CALDEROLI, PADRE DELLA riforma, intervenendo alla fine della discussione generale, dice tra i «buuu» dei dem che «non c’è alcun baratto tra autonomia e premierato». E lo giustifica ricordando che il rafforzamenti dei poteri del premier (a scapito del Quirinale) era già previsto nella riforma costituzionale «devolution», che «ahimè mi è stata bocciata dal referendum». Un filo verde rivendicato che parte dalla riforma bossiana del 2005 passando per il federalismo fiscale del 2009 fino al testo di oggi. Poi il ministro se l’è presa coi dem che «hanno cambiato idea sull’autonomia» dopo il congresso in cui Schlein ha battuto Bonaccini, ricordando che nel 2018 il governatore emiliano siglò una pre-intesa col governo Gentiloni, insieme a Veneto e Lombardia. Calderoli ha ricordato anche che nel contratto di governo tra Lega e M5S del 2018 (primo governo Conte), l’autonomia era una «questione prioritaria». «O vi siete sbagliati allora o vi state sbagliando oggi», tuona il leghista.

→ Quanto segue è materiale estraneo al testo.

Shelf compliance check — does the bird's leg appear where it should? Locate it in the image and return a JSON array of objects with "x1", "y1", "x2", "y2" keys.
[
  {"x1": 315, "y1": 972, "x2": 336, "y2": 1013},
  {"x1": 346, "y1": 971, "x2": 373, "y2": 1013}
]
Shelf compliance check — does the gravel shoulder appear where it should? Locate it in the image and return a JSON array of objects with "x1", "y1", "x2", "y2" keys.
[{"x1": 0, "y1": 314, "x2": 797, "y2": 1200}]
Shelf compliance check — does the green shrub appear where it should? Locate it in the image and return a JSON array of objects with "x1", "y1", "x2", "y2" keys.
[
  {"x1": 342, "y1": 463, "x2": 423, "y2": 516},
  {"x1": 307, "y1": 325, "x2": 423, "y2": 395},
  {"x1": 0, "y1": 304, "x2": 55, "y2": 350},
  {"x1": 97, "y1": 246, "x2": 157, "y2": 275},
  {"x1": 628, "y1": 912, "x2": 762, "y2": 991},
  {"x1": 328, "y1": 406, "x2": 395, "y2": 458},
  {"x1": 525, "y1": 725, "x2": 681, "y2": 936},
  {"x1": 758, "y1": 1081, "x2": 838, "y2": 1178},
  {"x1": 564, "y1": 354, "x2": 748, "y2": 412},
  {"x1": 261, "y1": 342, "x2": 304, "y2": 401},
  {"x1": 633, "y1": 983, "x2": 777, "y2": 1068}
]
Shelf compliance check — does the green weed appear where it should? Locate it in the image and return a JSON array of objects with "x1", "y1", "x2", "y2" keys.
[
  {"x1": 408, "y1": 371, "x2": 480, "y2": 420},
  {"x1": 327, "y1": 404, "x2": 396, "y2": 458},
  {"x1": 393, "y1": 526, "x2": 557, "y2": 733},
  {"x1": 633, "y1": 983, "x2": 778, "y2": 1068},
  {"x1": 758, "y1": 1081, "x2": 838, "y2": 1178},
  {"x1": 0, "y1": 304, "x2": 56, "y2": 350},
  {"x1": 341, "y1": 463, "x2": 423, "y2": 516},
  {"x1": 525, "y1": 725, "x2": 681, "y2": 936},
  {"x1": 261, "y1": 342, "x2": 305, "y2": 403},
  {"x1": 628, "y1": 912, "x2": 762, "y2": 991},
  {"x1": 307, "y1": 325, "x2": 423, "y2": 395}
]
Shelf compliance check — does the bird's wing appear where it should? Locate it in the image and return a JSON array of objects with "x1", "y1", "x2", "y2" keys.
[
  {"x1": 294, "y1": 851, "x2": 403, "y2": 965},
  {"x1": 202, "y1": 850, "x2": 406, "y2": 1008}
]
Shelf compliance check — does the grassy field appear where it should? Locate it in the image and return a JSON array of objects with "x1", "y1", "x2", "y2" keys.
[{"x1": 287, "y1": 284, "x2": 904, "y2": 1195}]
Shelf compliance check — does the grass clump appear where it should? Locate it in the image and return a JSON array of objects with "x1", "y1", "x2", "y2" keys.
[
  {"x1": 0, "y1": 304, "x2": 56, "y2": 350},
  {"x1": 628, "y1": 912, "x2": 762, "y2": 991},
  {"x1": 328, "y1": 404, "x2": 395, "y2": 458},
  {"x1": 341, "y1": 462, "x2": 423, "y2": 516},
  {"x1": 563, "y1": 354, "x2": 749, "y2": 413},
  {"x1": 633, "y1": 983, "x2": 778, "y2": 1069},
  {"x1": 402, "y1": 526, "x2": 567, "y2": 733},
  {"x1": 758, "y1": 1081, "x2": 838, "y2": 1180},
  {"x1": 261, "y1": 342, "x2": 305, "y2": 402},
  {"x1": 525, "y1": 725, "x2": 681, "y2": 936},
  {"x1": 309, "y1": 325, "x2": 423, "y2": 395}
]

Replica il capogruppo Patuanelli: «Se le sta tanto a cuore quel contratto, le ricordo che c’era dentro anche il reddito di cittadinanza…».. E aggiunge: «Allora si parlava di una autonomia corretta, e cioè solo dopo aver trovato le risorse per dare servizi migliori alle aree più svantaggiate. Con Boccia va in scena un duello verbale. Il dem dice che «noi nel 2020 abbiamo tolto dal tavolo la possibilità per le regioni più ricche di tenersi il residuo fiscale». E il ministro: «Io ho convinto i governatori Zaia e Fontana a rinunciare». E ancora: «Oggi gli italiani non sono di serie A e B, abbiamo anche la C e la promozione, e la colpa è dello stato centralista. Io non voglio incrementare i divari, con il prof. Cassese per la prima volta abbiamo stabilito i livelli essenziali delle prestazioni validi per tutta l’Italia». E i soldi dove stanno? «Ce ne sono tanti in giro, a partire da quelli europei. Il problema è spenderli bebe, non usarli per ottenere voti. Vogliamo o no far girare la manovella e mettere in moto anche il Mezzogiorno?». «Alla Camera la battaglia sarà ancora più dura», assicura la capogruppo Pd Chiara Braga. «Questa legge è una condanna a morte per il sud», accusa Piero De Luca, deputato e figlio del governatore campano. «La riforma Calderoli è contro il Sud, considerato solo come un peso di cui disfarsi», scandisce in aula il rossoverde Tino Magni. «Vi chiediamo di fermarvi».